Some devices moved to Bluetooth provisioning, which trades one set of problems for another. Some use SmartConfig or similar "magic packet" broadcast schemes where the PSK is encoded in the length of broadcast packets — the encoding is documented and reversible. An attacker with passive capture during the provisioning window gets your PSK.
And then there's the device itself: once provisioned, IoT gear typically stores the PSK in flash in cleartext or with trivially weak obfuscation. Physical access to the device — pulling the flash chip, UART console, whatever — hands you the network credential. On a network where IoT devices share the main WiFi (not a separate VLAN, which is best practice but rarely universal), that's full network access.
This never makes it into wireless assessments because it requires looking at the provisioning process, not just the running network. It requires someone to actually buy the device, watch it provision, and capture the traffic. That's more work than running airodump for twenty minutes. It's also a much more realistic attack path against a building full of smart thermostats and badge readers than dictionary-attacking a WPA2 handshake.
What a Real Wireless Assessment Looks Like
It starts before you touch a radio. Review the supplicant configuration for every OS image in the environment. Check what EAP method is configured. Check whether server cert validation is enforced and what CA is pinned. Check the SSID list on a handful of endpoints to understand what a Karma attack surface looks like. None of that requires a single packet transmitted.
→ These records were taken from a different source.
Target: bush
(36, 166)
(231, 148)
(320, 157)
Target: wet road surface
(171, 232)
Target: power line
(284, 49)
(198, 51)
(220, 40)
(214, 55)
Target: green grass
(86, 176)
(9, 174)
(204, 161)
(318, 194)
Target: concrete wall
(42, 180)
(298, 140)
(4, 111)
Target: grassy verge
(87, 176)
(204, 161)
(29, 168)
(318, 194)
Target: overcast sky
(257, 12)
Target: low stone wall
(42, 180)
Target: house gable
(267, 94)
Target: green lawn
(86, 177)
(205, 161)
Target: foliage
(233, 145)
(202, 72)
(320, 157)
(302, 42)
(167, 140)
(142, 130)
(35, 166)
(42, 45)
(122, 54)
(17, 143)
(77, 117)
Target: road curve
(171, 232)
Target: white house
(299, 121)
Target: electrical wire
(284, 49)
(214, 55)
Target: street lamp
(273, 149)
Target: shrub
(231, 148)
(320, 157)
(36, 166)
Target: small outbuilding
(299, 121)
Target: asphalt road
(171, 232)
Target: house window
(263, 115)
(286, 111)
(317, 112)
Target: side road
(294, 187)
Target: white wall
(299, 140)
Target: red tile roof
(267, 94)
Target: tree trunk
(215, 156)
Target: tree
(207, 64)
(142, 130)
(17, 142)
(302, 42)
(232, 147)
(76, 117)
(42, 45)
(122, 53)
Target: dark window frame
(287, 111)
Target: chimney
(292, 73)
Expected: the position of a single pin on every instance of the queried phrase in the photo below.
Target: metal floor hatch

Then you do the RF work — but not just airodump. hcxdumptool running passively for the duration of the assessment, capturing PMKIDs. Mapping the physical RF environment against the logical AP deployment — are there coverage gaps where a rogue AP could operate without being in range of the WIDS sensors? Attempting WPA3 downgrades against SSIDs running transition mode. Attempting PMKID capture against networks that should be running SAE.
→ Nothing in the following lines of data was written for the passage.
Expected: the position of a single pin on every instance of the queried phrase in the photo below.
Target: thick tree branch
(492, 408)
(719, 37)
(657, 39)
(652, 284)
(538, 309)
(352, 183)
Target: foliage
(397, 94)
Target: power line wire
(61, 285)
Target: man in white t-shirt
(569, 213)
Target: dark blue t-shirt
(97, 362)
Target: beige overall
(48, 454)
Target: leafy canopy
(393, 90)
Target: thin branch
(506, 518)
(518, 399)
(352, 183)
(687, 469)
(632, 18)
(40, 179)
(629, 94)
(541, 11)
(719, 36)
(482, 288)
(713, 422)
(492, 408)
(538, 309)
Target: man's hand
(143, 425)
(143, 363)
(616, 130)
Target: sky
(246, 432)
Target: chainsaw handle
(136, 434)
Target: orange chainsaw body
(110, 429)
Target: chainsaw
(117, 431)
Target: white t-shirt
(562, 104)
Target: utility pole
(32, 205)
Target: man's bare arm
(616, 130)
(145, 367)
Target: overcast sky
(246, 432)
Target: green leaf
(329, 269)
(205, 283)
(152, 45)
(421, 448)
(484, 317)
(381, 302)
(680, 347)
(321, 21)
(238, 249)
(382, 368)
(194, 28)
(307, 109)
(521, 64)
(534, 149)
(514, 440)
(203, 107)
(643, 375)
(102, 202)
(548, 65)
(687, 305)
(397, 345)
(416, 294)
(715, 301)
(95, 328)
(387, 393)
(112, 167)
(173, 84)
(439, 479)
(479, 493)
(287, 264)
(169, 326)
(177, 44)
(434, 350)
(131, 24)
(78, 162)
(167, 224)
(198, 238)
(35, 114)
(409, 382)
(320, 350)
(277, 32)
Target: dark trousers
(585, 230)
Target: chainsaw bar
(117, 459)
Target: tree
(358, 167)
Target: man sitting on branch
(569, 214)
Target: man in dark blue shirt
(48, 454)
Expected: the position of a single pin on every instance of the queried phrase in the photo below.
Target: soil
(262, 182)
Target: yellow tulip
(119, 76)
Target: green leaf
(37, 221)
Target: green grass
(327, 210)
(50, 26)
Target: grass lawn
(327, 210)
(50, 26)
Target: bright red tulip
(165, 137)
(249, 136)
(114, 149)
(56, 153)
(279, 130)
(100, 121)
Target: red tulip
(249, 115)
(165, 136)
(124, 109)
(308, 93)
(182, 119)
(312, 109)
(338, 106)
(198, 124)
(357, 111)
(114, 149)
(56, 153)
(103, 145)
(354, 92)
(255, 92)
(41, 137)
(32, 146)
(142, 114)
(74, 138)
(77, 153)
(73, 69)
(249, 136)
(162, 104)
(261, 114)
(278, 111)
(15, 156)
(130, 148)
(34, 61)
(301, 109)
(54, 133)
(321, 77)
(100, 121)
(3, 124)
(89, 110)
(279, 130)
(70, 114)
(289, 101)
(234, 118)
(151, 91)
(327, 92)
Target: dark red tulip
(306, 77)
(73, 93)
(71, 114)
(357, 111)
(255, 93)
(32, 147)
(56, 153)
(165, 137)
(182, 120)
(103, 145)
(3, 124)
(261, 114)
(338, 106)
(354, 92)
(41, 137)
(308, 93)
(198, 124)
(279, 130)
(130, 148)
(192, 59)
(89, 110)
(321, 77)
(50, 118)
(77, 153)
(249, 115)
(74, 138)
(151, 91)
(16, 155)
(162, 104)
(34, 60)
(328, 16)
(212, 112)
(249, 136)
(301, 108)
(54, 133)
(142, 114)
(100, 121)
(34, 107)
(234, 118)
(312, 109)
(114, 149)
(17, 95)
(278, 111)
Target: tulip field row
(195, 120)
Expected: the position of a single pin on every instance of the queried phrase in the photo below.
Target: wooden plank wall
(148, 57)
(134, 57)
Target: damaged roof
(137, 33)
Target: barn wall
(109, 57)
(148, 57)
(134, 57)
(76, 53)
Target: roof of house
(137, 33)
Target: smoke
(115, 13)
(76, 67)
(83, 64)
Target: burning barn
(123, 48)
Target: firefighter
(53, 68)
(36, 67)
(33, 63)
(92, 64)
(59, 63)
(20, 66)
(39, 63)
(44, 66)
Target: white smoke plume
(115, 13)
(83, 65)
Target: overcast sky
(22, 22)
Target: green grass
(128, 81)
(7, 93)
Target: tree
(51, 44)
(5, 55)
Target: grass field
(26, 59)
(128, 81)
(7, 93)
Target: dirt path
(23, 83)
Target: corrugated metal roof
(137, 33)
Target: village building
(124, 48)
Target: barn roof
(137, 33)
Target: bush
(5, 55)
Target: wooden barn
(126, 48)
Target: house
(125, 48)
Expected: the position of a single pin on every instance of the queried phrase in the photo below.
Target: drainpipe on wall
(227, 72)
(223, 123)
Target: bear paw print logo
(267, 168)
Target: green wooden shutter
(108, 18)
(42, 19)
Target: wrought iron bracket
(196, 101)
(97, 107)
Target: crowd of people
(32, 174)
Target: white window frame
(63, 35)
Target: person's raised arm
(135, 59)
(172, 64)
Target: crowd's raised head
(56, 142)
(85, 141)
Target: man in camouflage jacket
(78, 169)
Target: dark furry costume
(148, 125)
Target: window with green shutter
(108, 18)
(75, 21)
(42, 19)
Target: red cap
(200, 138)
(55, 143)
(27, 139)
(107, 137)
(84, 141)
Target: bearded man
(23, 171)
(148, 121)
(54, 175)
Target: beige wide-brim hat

For 802.1X environments, actually test the Evil Twin path. Stand up hostapd-mana with a self-signed cert and confirm that clients either refuse to connect or that the WIDS catches it. If clients connect and the WIDS doesn't fire, that's a critical finding regardless of whether you captured any credentials.
The Bluetooth and BLE scope question should be answered explicitly in the assessment. If it's out of scope, that's a decision the client made. But they should make it consciously, not by default because nobody asked.
And document the provisioning process for any IoT devices on the network. Ask to observe a device being provisioned. Capture the traffic. If you can't do that during the assessment window, at minimum note that it hasn't been tested and explain what that gap means.
The checkbox assessment isn't wrong exactly — it's just answering a question nobody is actually asking. The question isn't "is WPA2 in use." The question is "can someone sitting in a car outside this building get onto the network in the next two hours." Those are different questions and they require different tests.